Query the built-in backend with mcp__cpln__query_traces — structured params (gvc, workload, location, errorsOnly, minDuration: "500ms") or a raw traceql query that replaces them; span attributes are resource.gvc / resource.workload / resource.location. Then mcp__cpln__get_trace reads one trace's span tree to name the slow/failed span. Empty results are usually configuration: confirm tracing is enabled, sampling catches traffic, and the window saw requests. Triage flow: query_traces (minDuration or errorsOnly) to the worst trace, get_trace to the culprit span, then mcp__cpln__get_workload_logs over the same window for the application error.

Built-in Grafana alert rules

The managed Grafana provisions five rules, all annotated to the cpln-metrics-overview dashboard. They evaluate on import but deliver nothing until a Grafana contact point exists — set defaultAlertEmails (below) or add a contact point. Deletions are recreated on next login.

Rule	Fires when	Default
`container-restarts`	`increase(container_restarts[5m]) > 0` per gvc/location/workload (any restart)	active
`stuck-deployments`	more than one deploy `version` of a workload is restarting (15m)	active
`workload-progress-failure`	`increase(workload_progress_failure[10m]) > 0` (15m)	active
`threat-detection-alerts`	`increase(threat_detection_alerts[15m]) > 0` per gvc/workload/priority/rule	active
`domain-warnings`	`increase(domain_warnings[60m]) > 5` per domain/type	paused

Retention & billing

Retention and default alert recipients live in the org observability block. No typed MCP tool edits it (the org-management skill owns org-spec edits) — apply via CLI: mcp__cpln__get_resource_schema for org, then cpln apply -f org.yaml.

kind: org
spec:
  observability:
    logsRetentionDays: 30       # int 0-3650, default 30 (0 disables log collection)
    metricsRetentionDays: 30    # int 0-3650, default 30
    tracesRetentionDays: 30     # int 0-3650, default 30
    defaultAlertEmails:         # email[]; recipients for the grafana-default-email contact point
      - ops@example.com

Combined storage of logs, metrics, and traces is charged per GB-month over 100 GB.
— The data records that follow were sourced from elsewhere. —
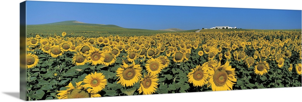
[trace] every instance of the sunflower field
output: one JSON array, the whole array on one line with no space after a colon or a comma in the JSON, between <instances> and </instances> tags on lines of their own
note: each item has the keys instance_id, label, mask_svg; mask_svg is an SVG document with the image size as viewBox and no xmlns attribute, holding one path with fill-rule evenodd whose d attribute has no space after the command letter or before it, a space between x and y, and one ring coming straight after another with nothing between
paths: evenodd
<instances>
[{"instance_id":1,"label":"sunflower field","mask_svg":"<svg viewBox=\"0 0 302 102\"><path fill-rule=\"evenodd\" d=\"M27 100L302 85L301 31L72 33L27 34Z\"/></svg>"}]
</instances>

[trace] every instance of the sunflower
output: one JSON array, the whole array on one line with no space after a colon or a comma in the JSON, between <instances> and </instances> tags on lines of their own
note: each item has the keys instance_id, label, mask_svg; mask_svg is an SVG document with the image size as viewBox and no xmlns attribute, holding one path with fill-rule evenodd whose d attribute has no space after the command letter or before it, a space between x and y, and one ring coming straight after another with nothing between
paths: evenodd
<instances>
[{"instance_id":1,"label":"sunflower","mask_svg":"<svg viewBox=\"0 0 302 102\"><path fill-rule=\"evenodd\" d=\"M149 49L147 52L147 57L151 58L153 58L155 55L155 52L153 49L150 48Z\"/></svg>"},{"instance_id":2,"label":"sunflower","mask_svg":"<svg viewBox=\"0 0 302 102\"><path fill-rule=\"evenodd\" d=\"M88 92L91 91L93 93L97 93L102 90L107 85L107 80L105 78L105 76L102 73L96 72L95 72L94 74L91 73L91 74L86 76L83 81L86 83L84 85L85 87L92 88L87 90Z\"/></svg>"},{"instance_id":3,"label":"sunflower","mask_svg":"<svg viewBox=\"0 0 302 102\"><path fill-rule=\"evenodd\" d=\"M278 67L279 68L282 67L284 65L284 59L283 58L278 59L277 61L278 63Z\"/></svg>"},{"instance_id":4,"label":"sunflower","mask_svg":"<svg viewBox=\"0 0 302 102\"><path fill-rule=\"evenodd\" d=\"M128 65L124 62L121 67L117 68L116 76L118 77L117 80L119 80L117 83L120 83L124 87L130 86L138 82L140 78L142 77L142 68L139 64L135 64L135 63Z\"/></svg>"},{"instance_id":5,"label":"sunflower","mask_svg":"<svg viewBox=\"0 0 302 102\"><path fill-rule=\"evenodd\" d=\"M247 65L248 68L249 68L251 66L254 64L255 60L252 57L249 57L246 58L244 60L246 65Z\"/></svg>"},{"instance_id":6,"label":"sunflower","mask_svg":"<svg viewBox=\"0 0 302 102\"><path fill-rule=\"evenodd\" d=\"M69 50L70 48L70 46L72 45L72 44L69 41L65 41L60 44L61 49L63 51L66 52Z\"/></svg>"},{"instance_id":7,"label":"sunflower","mask_svg":"<svg viewBox=\"0 0 302 102\"><path fill-rule=\"evenodd\" d=\"M67 34L66 33L66 32L63 32L63 33L62 33L62 36L63 37L65 37L65 36L66 35L66 34Z\"/></svg>"},{"instance_id":8,"label":"sunflower","mask_svg":"<svg viewBox=\"0 0 302 102\"><path fill-rule=\"evenodd\" d=\"M185 57L185 53L180 51L176 51L172 55L173 57L173 61L176 63L182 62Z\"/></svg>"},{"instance_id":9,"label":"sunflower","mask_svg":"<svg viewBox=\"0 0 302 102\"><path fill-rule=\"evenodd\" d=\"M293 70L293 64L289 64L289 67L288 68L288 71L291 71L291 70Z\"/></svg>"},{"instance_id":10,"label":"sunflower","mask_svg":"<svg viewBox=\"0 0 302 102\"><path fill-rule=\"evenodd\" d=\"M41 47L41 50L44 53L49 53L51 47L50 45L48 45L43 46L42 47Z\"/></svg>"},{"instance_id":11,"label":"sunflower","mask_svg":"<svg viewBox=\"0 0 302 102\"><path fill-rule=\"evenodd\" d=\"M140 56L140 54L137 52L137 50L135 49L130 49L127 52L128 54L127 57L127 60L130 62L133 62L137 59Z\"/></svg>"},{"instance_id":12,"label":"sunflower","mask_svg":"<svg viewBox=\"0 0 302 102\"><path fill-rule=\"evenodd\" d=\"M81 85L83 82L83 81L78 83L76 82L75 87L70 82L68 86L65 86L69 88L66 90L57 91L59 93L56 97L59 99L101 97L100 94L88 91L87 88L84 87L83 86Z\"/></svg>"},{"instance_id":13,"label":"sunflower","mask_svg":"<svg viewBox=\"0 0 302 102\"><path fill-rule=\"evenodd\" d=\"M161 56L158 57L157 58L162 61L162 64L163 65L164 68L168 67L170 64L170 60L167 56Z\"/></svg>"},{"instance_id":14,"label":"sunflower","mask_svg":"<svg viewBox=\"0 0 302 102\"><path fill-rule=\"evenodd\" d=\"M104 54L98 48L91 48L86 55L88 60L88 62L92 63L92 65L102 64L105 60Z\"/></svg>"},{"instance_id":15,"label":"sunflower","mask_svg":"<svg viewBox=\"0 0 302 102\"><path fill-rule=\"evenodd\" d=\"M218 62L215 60L211 59L209 60L207 62L204 63L202 64L203 66L208 67L212 68L214 68L218 65Z\"/></svg>"},{"instance_id":16,"label":"sunflower","mask_svg":"<svg viewBox=\"0 0 302 102\"><path fill-rule=\"evenodd\" d=\"M211 86L213 91L232 90L233 86L237 81L235 76L235 68L229 65L229 61L221 65L220 62L218 66L213 70L209 70L210 79L206 82L207 87Z\"/></svg>"},{"instance_id":17,"label":"sunflower","mask_svg":"<svg viewBox=\"0 0 302 102\"><path fill-rule=\"evenodd\" d=\"M116 57L111 51L107 50L103 51L105 54L105 59L102 63L103 65L108 66L115 62Z\"/></svg>"},{"instance_id":18,"label":"sunflower","mask_svg":"<svg viewBox=\"0 0 302 102\"><path fill-rule=\"evenodd\" d=\"M117 57L120 54L120 51L118 50L118 48L116 47L112 49L111 50L111 53L114 55L115 57Z\"/></svg>"},{"instance_id":19,"label":"sunflower","mask_svg":"<svg viewBox=\"0 0 302 102\"><path fill-rule=\"evenodd\" d=\"M290 51L286 51L284 53L284 55L285 58L290 58L291 56L291 52Z\"/></svg>"},{"instance_id":20,"label":"sunflower","mask_svg":"<svg viewBox=\"0 0 302 102\"><path fill-rule=\"evenodd\" d=\"M146 76L145 73L144 78L140 78L140 86L137 89L140 94L143 92L143 94L150 94L155 92L158 85L157 82L159 79L157 78L158 76L156 74L150 73Z\"/></svg>"},{"instance_id":21,"label":"sunflower","mask_svg":"<svg viewBox=\"0 0 302 102\"><path fill-rule=\"evenodd\" d=\"M192 71L189 73L187 76L188 82L193 83L194 86L202 87L207 80L209 73L207 71L209 68L204 66L198 65L196 68L191 69Z\"/></svg>"},{"instance_id":22,"label":"sunflower","mask_svg":"<svg viewBox=\"0 0 302 102\"><path fill-rule=\"evenodd\" d=\"M200 56L202 56L204 55L204 52L202 50L200 50L198 52L198 55Z\"/></svg>"},{"instance_id":23,"label":"sunflower","mask_svg":"<svg viewBox=\"0 0 302 102\"><path fill-rule=\"evenodd\" d=\"M267 73L269 69L268 64L266 63L266 61L262 61L260 60L259 62L256 62L256 64L254 71L257 75L262 76Z\"/></svg>"},{"instance_id":24,"label":"sunflower","mask_svg":"<svg viewBox=\"0 0 302 102\"><path fill-rule=\"evenodd\" d=\"M75 53L72 58L72 64L76 65L85 64L88 61L87 55L81 52Z\"/></svg>"},{"instance_id":25,"label":"sunflower","mask_svg":"<svg viewBox=\"0 0 302 102\"><path fill-rule=\"evenodd\" d=\"M62 55L64 53L64 52L58 45L52 46L49 49L49 54L52 57L54 58L56 58Z\"/></svg>"},{"instance_id":26,"label":"sunflower","mask_svg":"<svg viewBox=\"0 0 302 102\"><path fill-rule=\"evenodd\" d=\"M230 52L230 51L228 51L224 54L224 57L227 59L231 59L231 56L232 55L231 55L231 53Z\"/></svg>"},{"instance_id":27,"label":"sunflower","mask_svg":"<svg viewBox=\"0 0 302 102\"><path fill-rule=\"evenodd\" d=\"M31 53L27 53L26 57L26 63L27 68L30 68L36 66L39 62L39 59L38 56L32 54Z\"/></svg>"},{"instance_id":28,"label":"sunflower","mask_svg":"<svg viewBox=\"0 0 302 102\"><path fill-rule=\"evenodd\" d=\"M157 74L160 72L164 68L161 60L158 58L151 58L147 61L146 70L152 74Z\"/></svg>"},{"instance_id":29,"label":"sunflower","mask_svg":"<svg viewBox=\"0 0 302 102\"><path fill-rule=\"evenodd\" d=\"M296 70L297 71L297 73L299 75L301 75L301 67L302 67L302 64L301 63L299 63L296 65Z\"/></svg>"}]
</instances>

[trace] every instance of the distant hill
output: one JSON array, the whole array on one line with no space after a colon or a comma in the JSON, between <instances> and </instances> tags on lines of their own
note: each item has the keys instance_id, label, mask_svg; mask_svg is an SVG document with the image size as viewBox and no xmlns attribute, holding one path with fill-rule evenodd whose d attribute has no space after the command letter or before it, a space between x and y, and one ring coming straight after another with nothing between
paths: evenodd
<instances>
[{"instance_id":1,"label":"distant hill","mask_svg":"<svg viewBox=\"0 0 302 102\"><path fill-rule=\"evenodd\" d=\"M87 23L76 20L69 20L65 21L55 22L54 23L41 24L34 25L48 26L48 25L81 25L102 26L106 25L101 24ZM115 26L117 27L117 26Z\"/></svg>"},{"instance_id":2,"label":"distant hill","mask_svg":"<svg viewBox=\"0 0 302 102\"><path fill-rule=\"evenodd\" d=\"M173 32L183 31L185 31L185 30L181 29L178 29L178 28L170 28L169 29L160 29L159 30L161 31L173 31Z\"/></svg>"}]
</instances>

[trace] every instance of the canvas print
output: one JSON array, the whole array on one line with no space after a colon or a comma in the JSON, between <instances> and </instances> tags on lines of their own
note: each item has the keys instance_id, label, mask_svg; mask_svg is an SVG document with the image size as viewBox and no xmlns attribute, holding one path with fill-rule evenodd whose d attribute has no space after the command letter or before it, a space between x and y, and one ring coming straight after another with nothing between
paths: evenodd
<instances>
[{"instance_id":1,"label":"canvas print","mask_svg":"<svg viewBox=\"0 0 302 102\"><path fill-rule=\"evenodd\" d=\"M26 100L302 84L301 10L26 1L20 14Z\"/></svg>"}]
</instances>

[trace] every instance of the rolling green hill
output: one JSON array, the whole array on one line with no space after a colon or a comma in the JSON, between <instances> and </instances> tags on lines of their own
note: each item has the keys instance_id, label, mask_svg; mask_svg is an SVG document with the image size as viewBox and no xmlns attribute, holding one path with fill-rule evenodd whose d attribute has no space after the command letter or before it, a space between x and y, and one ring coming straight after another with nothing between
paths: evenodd
<instances>
[{"instance_id":1,"label":"rolling green hill","mask_svg":"<svg viewBox=\"0 0 302 102\"><path fill-rule=\"evenodd\" d=\"M28 25L27 33L29 36L38 34L48 36L55 33L60 34L63 32L75 34L74 36L88 37L107 36L110 35L124 36L148 35L157 33L173 32L175 32L161 31L144 29L125 28L113 25L76 23L76 21L67 21L43 24ZM192 32L196 30L181 31ZM67 34L68 35L70 34Z\"/></svg>"}]
</instances>

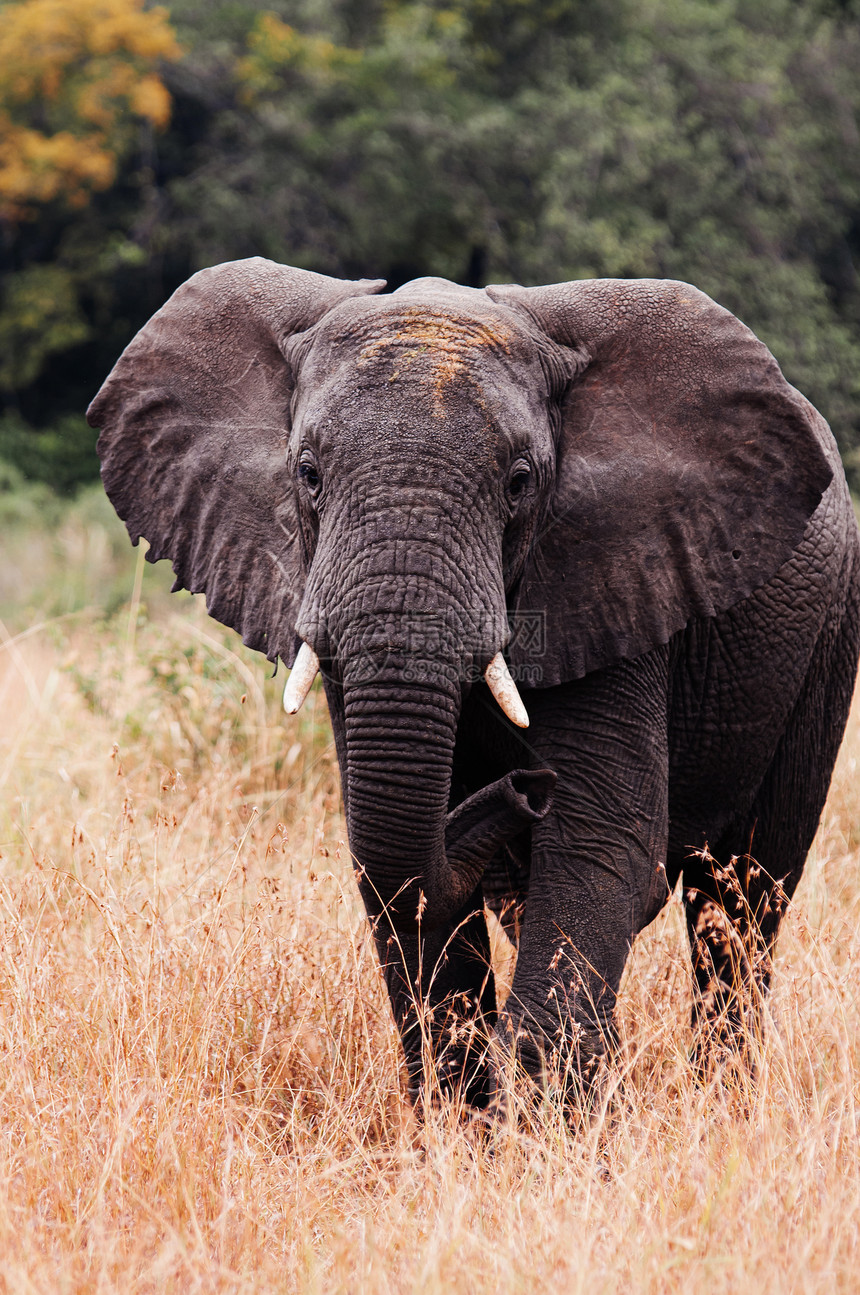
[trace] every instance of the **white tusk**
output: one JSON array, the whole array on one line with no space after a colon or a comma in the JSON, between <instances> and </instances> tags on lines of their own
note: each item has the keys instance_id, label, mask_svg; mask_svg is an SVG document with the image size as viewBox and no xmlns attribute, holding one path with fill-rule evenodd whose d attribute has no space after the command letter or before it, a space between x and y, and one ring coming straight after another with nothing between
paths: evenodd
<instances>
[{"instance_id":1,"label":"white tusk","mask_svg":"<svg viewBox=\"0 0 860 1295\"><path fill-rule=\"evenodd\" d=\"M284 710L288 715L295 715L302 710L311 685L320 672L320 658L312 648L302 644L295 658L295 664L290 671L290 677L284 689Z\"/></svg>"},{"instance_id":2,"label":"white tusk","mask_svg":"<svg viewBox=\"0 0 860 1295\"><path fill-rule=\"evenodd\" d=\"M517 685L510 677L505 658L500 651L496 653L487 666L484 679L487 680L490 692L508 719L518 728L528 728L528 712L522 703L522 697L517 692Z\"/></svg>"}]
</instances>

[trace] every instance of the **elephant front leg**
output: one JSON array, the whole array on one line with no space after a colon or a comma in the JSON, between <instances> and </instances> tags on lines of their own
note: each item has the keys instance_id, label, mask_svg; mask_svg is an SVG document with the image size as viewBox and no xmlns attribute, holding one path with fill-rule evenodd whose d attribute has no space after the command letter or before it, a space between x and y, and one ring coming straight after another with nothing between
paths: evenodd
<instances>
[{"instance_id":1,"label":"elephant front leg","mask_svg":"<svg viewBox=\"0 0 860 1295\"><path fill-rule=\"evenodd\" d=\"M793 878L784 881L790 884ZM702 1075L734 1062L752 1071L789 894L751 855L730 855L720 864L707 848L688 862L684 882L694 1063Z\"/></svg>"},{"instance_id":2,"label":"elephant front leg","mask_svg":"<svg viewBox=\"0 0 860 1295\"><path fill-rule=\"evenodd\" d=\"M614 1035L629 948L668 896L667 657L531 694L535 754L558 774L532 829L519 956L499 1037L538 1083L587 1092Z\"/></svg>"},{"instance_id":3,"label":"elephant front leg","mask_svg":"<svg viewBox=\"0 0 860 1295\"><path fill-rule=\"evenodd\" d=\"M412 1102L442 1094L483 1109L496 985L481 887L444 927L398 932L378 918L374 935Z\"/></svg>"}]
</instances>

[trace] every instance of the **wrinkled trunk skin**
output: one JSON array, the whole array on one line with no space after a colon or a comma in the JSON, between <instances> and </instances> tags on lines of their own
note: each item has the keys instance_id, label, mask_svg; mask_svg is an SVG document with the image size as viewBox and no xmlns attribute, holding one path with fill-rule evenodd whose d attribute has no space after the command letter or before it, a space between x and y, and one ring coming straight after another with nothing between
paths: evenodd
<instances>
[{"instance_id":1,"label":"wrinkled trunk skin","mask_svg":"<svg viewBox=\"0 0 860 1295\"><path fill-rule=\"evenodd\" d=\"M509 774L449 813L464 671L505 640L501 554L477 508L448 517L457 496L443 491L430 509L433 475L392 495L396 473L376 462L360 506L329 509L298 632L330 676L350 850L411 1094L483 1106L496 993L481 877L547 812L552 774Z\"/></svg>"},{"instance_id":2,"label":"wrinkled trunk skin","mask_svg":"<svg viewBox=\"0 0 860 1295\"><path fill-rule=\"evenodd\" d=\"M411 1096L460 1092L483 1107L496 993L479 878L505 840L547 812L554 777L518 771L448 813L458 693L456 680L404 685L403 671L346 682L345 783Z\"/></svg>"},{"instance_id":3,"label":"wrinkled trunk skin","mask_svg":"<svg viewBox=\"0 0 860 1295\"><path fill-rule=\"evenodd\" d=\"M462 1081L466 1099L483 1106L496 1023L483 897L475 883L457 903L444 884L457 694L458 685L404 685L403 671L345 680L347 821L411 1096Z\"/></svg>"}]
</instances>

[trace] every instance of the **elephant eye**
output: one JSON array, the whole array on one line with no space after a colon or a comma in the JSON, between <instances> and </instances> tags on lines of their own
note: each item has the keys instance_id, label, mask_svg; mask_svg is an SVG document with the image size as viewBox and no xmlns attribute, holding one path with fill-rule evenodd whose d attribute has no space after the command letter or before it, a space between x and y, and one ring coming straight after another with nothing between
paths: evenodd
<instances>
[{"instance_id":1,"label":"elephant eye","mask_svg":"<svg viewBox=\"0 0 860 1295\"><path fill-rule=\"evenodd\" d=\"M525 461L525 458L518 458L510 473L510 480L508 482L508 493L512 499L518 499L528 484L528 478L531 477L531 467Z\"/></svg>"},{"instance_id":2,"label":"elephant eye","mask_svg":"<svg viewBox=\"0 0 860 1295\"><path fill-rule=\"evenodd\" d=\"M299 458L298 478L311 495L319 495L320 470L313 455L307 449L302 452Z\"/></svg>"}]
</instances>

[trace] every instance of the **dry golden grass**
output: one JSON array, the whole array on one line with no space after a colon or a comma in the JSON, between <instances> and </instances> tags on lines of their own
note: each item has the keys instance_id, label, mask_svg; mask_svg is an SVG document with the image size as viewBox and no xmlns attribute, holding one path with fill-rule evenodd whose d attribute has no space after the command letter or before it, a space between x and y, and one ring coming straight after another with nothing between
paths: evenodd
<instances>
[{"instance_id":1,"label":"dry golden grass","mask_svg":"<svg viewBox=\"0 0 860 1295\"><path fill-rule=\"evenodd\" d=\"M0 1290L856 1290L860 708L755 1089L693 1080L673 901L605 1107L487 1150L409 1115L322 698L236 644L192 600L6 635Z\"/></svg>"}]
</instances>

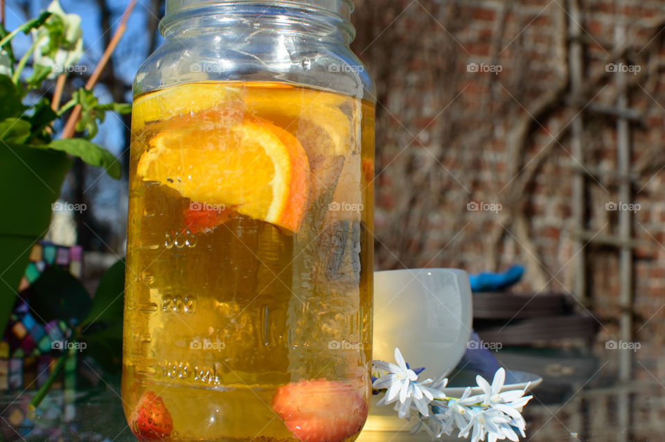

Export & centralize metrics

readMetrics (org permission, "access usage and performance metrics") gates both the federation endpoint and Grafana data sources. Create a service account and grant it readMetrics via policy — the access-control skill owns that; here is the metrics-specific wiring.

Federate into your own Prometheus — scrape the source org with the service-account token:

scrape_configs:
  - job_name: cpln-federate
    scheme: https
    honor_labels: true
    metrics_path: '/metrics/org/SOURCE_ORG/api/v1/federate'
    params:
      'match[]': ['{__name__=~".+"}']     # narrow the matcher to limit egress
    authorization: { type: Bearer, credentials: "${CPLN_SERVICE_ACCOUNT_TOKEN}" }
    static_configs:
      - targets: ['metrics.cpln.io']

Cross-org Grafana — in a viewer org's Grafana, add a Prometheus data source with URL https://metrics.cpln.io/metrics/org/SOURCE_ORG and a custom HTTP header authorization = Bearer <SOURCE_ORG_SA_TOKEN>, then Save & Test. The community dashboard grafana.com/dashboards/20378 (Multi-Source Metrics Overview) visualizes several at once.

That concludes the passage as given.